De onde surge essa galera?

Voltei agora da primeira noite do bom e velho Abril pro Rock. Além de ser um grande evento em relação às bandas, é uma grande experiência antropológica, principalmente na noite do metal! Tentei vivenciar todos os ângulos que se pode ter num festival desse porte. Vi o show de perto, vi de longe, fui no meio da galera, estive o show todo do Matanza no meio da rodinha.

Pois bem, independente do lugar em que me encontrava, meus olhos estavam prestando atenção a todos que se encontravam ao meu redor. E pense numa coisa legal fazer isso! Eu nunca tinha tido a chance de ver tanta gente bizarra junta. Vão dizer que eu nunca fui a um show de metal na minha vida. Tá bom que eu não sou aquele quase-ancião que viu o Black Sabbath lançar o seu primeiro álbum, mas posso dizer que nos últimos 3 ou 4 anos eu tenho ido a 90% dos shows mais importantes de metal que aconteceram aqui por Recife. Por isso, eu posso dizer que já sabia o que esperar da galera que ia aparecer, maaas…

Não tenho condições de fazer um relato seguindo uma linha do tempo correta, até porque não estava segurando um maldito caderninho de anotações, tinha nem pra quê. As primeiras observações não foram realizadas na entrada, até porque tava tudo tranquilo por lá. Aqueles carros de som tocando as músicas que viriam a seguir e a galera no bom e velho warm up.

Infelizmente, perdi o show da AMP e não lembro muito bem da galera que tava vendo o show da Black Drawing Chalks. A brincadeira começou mesmo no show do Matanza. Uma pessoa que vê um show deles tem que estar disposta a entrar na rodinha e se divertir. Paz não é uma palavra que frequente o dicionário do vocalista Jimmy London e quem tá lá no meio certamente não tá procurando por isso. Eu também não esperava encontrar Mahatma Gandhi ou sua reencarnação pregando o peace and love por lá e eu estava a fim de aliviar um pouco do stress desse dia-a-dia sofrido de concurseiro.

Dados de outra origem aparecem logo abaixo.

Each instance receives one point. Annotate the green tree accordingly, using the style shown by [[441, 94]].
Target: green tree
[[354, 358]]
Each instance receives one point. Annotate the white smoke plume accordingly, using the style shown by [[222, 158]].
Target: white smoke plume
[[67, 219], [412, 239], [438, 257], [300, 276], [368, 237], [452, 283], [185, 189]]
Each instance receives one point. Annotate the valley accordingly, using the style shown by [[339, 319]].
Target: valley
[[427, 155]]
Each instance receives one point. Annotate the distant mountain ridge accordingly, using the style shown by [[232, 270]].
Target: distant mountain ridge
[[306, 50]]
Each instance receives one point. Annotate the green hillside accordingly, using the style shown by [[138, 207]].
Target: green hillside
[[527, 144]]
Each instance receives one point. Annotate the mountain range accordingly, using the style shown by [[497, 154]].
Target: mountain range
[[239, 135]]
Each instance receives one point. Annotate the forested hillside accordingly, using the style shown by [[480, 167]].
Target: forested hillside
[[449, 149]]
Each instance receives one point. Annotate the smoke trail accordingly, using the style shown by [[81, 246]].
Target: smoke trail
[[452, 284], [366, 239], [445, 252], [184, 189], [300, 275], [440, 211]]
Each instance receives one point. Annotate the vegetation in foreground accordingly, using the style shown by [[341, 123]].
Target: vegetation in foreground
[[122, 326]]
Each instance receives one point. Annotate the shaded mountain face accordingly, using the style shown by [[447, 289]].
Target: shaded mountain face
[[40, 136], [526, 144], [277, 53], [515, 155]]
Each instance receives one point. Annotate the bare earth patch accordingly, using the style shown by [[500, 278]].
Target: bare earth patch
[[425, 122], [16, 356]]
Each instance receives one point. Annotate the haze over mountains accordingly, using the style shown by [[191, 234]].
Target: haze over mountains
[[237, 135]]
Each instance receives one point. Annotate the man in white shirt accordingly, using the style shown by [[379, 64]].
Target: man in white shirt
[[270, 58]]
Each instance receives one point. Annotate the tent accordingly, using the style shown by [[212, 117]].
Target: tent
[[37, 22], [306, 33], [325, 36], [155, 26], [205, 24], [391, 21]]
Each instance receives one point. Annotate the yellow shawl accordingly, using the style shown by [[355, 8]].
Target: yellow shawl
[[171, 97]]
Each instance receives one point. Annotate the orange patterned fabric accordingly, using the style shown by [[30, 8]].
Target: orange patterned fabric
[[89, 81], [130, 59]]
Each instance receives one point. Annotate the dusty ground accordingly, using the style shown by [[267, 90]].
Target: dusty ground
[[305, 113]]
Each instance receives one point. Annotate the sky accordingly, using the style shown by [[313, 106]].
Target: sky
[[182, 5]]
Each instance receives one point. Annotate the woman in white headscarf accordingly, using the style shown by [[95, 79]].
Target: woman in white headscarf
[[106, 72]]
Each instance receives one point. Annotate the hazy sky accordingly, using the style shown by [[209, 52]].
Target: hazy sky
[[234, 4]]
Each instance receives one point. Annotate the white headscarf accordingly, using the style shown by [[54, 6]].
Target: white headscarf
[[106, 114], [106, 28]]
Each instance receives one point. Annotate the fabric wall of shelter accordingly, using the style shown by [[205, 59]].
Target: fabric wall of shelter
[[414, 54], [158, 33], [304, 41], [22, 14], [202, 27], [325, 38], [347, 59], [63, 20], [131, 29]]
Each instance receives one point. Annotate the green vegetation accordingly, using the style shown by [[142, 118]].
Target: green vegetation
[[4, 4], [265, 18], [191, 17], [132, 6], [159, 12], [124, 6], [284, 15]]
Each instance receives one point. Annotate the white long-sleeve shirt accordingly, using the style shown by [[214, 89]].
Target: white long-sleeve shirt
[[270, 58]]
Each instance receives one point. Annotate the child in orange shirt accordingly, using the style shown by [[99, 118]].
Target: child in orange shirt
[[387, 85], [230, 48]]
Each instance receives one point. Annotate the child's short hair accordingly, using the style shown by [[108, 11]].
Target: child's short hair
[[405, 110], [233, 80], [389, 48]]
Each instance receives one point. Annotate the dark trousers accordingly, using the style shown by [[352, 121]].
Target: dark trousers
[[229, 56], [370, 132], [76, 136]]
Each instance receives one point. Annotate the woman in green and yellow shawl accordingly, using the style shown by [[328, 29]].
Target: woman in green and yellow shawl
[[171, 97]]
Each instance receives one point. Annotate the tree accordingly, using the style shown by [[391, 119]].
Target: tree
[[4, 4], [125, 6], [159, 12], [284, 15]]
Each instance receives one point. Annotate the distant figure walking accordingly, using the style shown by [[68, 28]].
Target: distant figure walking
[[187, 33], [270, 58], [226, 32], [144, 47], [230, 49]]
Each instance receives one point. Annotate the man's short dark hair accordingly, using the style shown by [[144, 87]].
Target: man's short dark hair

E lá no meio daquele ciclone de alucinados se estapeando, eu comecei a perceber que tava mais preocupado com olhar pra galera do que necessariamente atingir alguém. E pude concluir: quanta gente estranha estava por lá. Desde os habituais carecas de suspensório que parecem ser órfãos de Nasi, do IRA!, passando pelo estereótipo do metaleiro-não-muito-extremo recifense: o cara de calça jeans escura, sapato normal e uma camisa preta de alguma banda. Além deles, tinha aquela galera que se empolga demais e calça bota, bota calça do exército [eu tinha que fazer essa velha piada do ‘por que bota a gente calça e calça a gente bota?’ HAHA], camisa de alguma banda de metal extremo do mal, além daquelas toneladas de coleiras, pulseiras, spikes e crucifixos invertidos que foram imediatamente vetados pela segurança do evento. O que mais me chamou a atenção lá na rodinha não foi nem a aparência do povo, e sim o comportamento dessa galera. Enquanto os órfãos-de-Nasi marchavam dando murros cavalares a la Zangief do Street Fighter, sempre revidando com o triplo da força aqueles que ousavam triscar neles, os caras que aproveitaram aqueles coturnos do período em que passaram no CPOR saltavam alucinadamente tentando derrubar algumas das estátuas móveis que tavam por lá. Além desse duelo dos robocops contra os seres que tentavam ser o mais dark possíveis, havia um bando de efedepê que, acabada a música, naqueles 15 segundos que o cara tem para relaxar e respirar, chegavam empurrando a pessoa por trás. Pra que isso? ¬¬

Passando da parte da guerra, toda hora que eu ia mais pra trás pra comprar uma cerveja ou mesmo só pra relaxar, eu encontrava alguma pessoa, digamos… ‘notável’. Vi uns caras que fizeram com que eu percebesse uma coisa: não sou o cara mais feio de Recife. Tem gente que se esforça pra disfarçar a feiura, mas em contrapartida tem uns seres do pântano que fazem o maior esforço possível para chegar à feiura de Lemmy, nosso amigo do Motörhead. Alguns caras chegavam a causar aquele questionamento: que tipo de adubo/fertilizante/shampoo esses caras usaram pra fazer crescerem essas moitas que lembram, de vez em quando, o fantasma jamaicano, isso quando não lembravam um caboclo de lança. Mas vai ver a inspiração deles vinha do carnaval, já que a cidade histórica era ali do lado mesmo.

Não lembro se tenho mais algum aspecto a ressaltar sobre esse assunto, mas pra mim fica a observação que os metaleiros cada vez superam-se mais no quesito feiura/esquisitisse. Tenham medo.

Ugo.

The Keith – Noiseless [eles estarão amanhã rockeando o Abril pro Rock. Certeza!]